Knowing what’s underground is critical to everything humans do above ground, Grant says.

“To build on it, you need to understand it.”

They currently have a number of major projects in the works, including involvement in the City Rail Link in Auckland and the UK’s high speed rail network.

What makes them unusual for a Canterbury company is that 99% of their customers are offshore, so many New Zealanders have never heard of them.

When you see where we come from, we started with one employee in 2003 and now we are serving over 700. [people] In 120 countries around the world, this is a remarkable growth story,” said Grant.

“So we need to package that growth story, see what we can learn from it and help other New Zealand tech companies succeed, because there must be 100 other sequesters.”

Grant says he never thought of Sequent as a New Zealand company, but rather a global company based in Canterbury.

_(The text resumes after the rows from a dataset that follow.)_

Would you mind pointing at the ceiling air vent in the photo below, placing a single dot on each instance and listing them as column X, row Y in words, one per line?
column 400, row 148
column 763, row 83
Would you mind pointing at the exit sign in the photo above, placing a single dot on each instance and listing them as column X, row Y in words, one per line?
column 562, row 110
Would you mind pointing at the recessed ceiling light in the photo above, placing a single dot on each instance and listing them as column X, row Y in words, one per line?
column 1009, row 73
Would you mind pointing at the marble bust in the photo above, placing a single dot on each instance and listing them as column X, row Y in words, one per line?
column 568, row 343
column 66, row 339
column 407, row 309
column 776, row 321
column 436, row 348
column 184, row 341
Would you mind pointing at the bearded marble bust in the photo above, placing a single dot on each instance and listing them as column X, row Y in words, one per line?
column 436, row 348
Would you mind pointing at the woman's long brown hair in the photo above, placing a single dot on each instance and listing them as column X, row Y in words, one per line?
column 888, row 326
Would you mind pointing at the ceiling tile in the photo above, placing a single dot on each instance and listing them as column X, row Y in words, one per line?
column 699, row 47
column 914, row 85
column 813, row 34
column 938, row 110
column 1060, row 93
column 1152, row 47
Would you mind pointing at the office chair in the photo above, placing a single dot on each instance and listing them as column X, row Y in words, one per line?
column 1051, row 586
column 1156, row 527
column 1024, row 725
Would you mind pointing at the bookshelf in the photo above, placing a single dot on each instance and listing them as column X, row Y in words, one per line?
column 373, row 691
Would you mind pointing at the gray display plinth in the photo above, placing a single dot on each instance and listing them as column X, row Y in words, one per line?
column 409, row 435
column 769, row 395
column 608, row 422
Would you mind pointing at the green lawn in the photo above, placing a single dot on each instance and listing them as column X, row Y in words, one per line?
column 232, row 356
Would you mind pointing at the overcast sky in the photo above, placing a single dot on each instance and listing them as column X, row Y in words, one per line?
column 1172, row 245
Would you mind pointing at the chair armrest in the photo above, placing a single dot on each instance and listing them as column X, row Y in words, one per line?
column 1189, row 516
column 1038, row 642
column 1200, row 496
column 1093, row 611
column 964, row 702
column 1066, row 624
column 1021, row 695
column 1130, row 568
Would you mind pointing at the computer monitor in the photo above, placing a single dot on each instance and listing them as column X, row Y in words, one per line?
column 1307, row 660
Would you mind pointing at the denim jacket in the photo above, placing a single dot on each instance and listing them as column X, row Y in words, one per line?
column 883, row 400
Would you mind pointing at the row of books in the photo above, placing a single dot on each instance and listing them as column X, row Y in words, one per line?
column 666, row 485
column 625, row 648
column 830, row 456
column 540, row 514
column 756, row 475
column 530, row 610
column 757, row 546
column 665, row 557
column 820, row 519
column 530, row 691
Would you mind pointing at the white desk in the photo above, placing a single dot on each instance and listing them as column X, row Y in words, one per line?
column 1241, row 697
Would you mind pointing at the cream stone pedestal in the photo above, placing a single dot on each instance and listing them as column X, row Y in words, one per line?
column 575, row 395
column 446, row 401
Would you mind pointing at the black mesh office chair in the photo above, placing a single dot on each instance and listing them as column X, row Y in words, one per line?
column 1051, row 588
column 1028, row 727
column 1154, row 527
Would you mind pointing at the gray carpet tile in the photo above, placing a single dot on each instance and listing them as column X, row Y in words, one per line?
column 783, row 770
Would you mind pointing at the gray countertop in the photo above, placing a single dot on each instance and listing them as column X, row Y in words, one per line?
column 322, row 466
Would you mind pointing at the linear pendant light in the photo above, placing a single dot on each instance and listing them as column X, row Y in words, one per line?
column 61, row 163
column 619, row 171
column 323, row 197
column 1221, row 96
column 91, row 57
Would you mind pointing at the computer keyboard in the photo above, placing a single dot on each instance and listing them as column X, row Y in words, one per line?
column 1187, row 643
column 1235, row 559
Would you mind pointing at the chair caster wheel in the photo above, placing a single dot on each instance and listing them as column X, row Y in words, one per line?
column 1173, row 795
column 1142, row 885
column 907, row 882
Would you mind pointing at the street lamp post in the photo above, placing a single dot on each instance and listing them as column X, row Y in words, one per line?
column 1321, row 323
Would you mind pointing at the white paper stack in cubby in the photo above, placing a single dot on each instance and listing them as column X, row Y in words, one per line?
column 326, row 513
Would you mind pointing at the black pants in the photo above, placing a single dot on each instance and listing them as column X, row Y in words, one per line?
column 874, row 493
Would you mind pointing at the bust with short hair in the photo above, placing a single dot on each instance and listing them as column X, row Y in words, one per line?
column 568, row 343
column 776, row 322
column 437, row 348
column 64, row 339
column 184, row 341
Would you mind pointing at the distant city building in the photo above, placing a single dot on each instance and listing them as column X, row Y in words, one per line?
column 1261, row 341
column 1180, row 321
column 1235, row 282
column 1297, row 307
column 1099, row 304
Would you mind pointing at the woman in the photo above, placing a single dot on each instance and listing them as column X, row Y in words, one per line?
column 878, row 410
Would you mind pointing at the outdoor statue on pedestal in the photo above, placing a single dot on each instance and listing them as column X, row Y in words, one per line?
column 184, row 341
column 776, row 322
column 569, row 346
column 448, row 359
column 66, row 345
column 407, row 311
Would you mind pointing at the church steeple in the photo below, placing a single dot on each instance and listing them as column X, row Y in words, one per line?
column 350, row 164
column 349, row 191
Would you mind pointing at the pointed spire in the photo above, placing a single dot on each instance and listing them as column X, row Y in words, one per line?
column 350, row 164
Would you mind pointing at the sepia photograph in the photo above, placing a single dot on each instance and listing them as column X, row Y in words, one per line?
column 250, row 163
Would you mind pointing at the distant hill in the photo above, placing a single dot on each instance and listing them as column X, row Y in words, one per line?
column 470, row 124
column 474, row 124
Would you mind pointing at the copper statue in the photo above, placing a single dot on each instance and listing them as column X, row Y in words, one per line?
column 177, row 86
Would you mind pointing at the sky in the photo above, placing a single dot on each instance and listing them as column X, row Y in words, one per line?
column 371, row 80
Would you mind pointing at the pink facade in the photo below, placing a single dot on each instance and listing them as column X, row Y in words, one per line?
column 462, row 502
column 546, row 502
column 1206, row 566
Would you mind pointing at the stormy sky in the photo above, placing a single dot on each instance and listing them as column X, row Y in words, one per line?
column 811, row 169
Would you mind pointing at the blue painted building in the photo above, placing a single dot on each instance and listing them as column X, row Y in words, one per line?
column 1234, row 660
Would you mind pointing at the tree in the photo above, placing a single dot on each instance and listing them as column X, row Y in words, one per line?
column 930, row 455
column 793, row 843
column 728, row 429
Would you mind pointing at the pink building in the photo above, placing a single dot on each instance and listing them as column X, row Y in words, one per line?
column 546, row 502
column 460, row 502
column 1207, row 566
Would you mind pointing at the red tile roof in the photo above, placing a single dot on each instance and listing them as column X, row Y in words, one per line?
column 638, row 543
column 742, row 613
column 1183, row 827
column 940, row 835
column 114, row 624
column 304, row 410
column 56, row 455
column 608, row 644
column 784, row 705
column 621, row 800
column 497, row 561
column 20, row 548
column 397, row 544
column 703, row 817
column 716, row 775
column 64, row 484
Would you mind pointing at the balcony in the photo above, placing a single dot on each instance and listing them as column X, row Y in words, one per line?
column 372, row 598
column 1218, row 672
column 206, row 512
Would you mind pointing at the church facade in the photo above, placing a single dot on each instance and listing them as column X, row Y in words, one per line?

“We decided early on that we’re a global software company that’s based here. We’re not a Kiwi software company trying to export. And this update will change how you see the world,” Grant said.

“Kiwis have some positive traits in our mindset – we are equal, we don’t care about job titles, we have travel and we help each other. But we are small and far from the rest of the world.”

Grant says there are three main reasons for Sequent’s success, starting with purpose.

“You need a reason for being, and you need a higher purpose than yourself. You don’t want to look back on your life and feel like you didn’t make a big impact and make a big contribution.”

For Grant, that goal is simple: “If we better understand what’s underground, we can build a better world.”

To this end, they discussed Sequent’s “zero income” work, finding clean groundwater sources for Rohingya refugee camps like Bangladesh, and saving lives in the process.

Successful technology companies must make products that “solve real problems” so that customers can easily see the value the technology provides, he said.

And the final lesson was to “hire great people – we went around the world and got the best people we could find, we got the best people we could in New Zealand – people who fit the bill.”

Q+A is public interest journalism on air funded by NZ.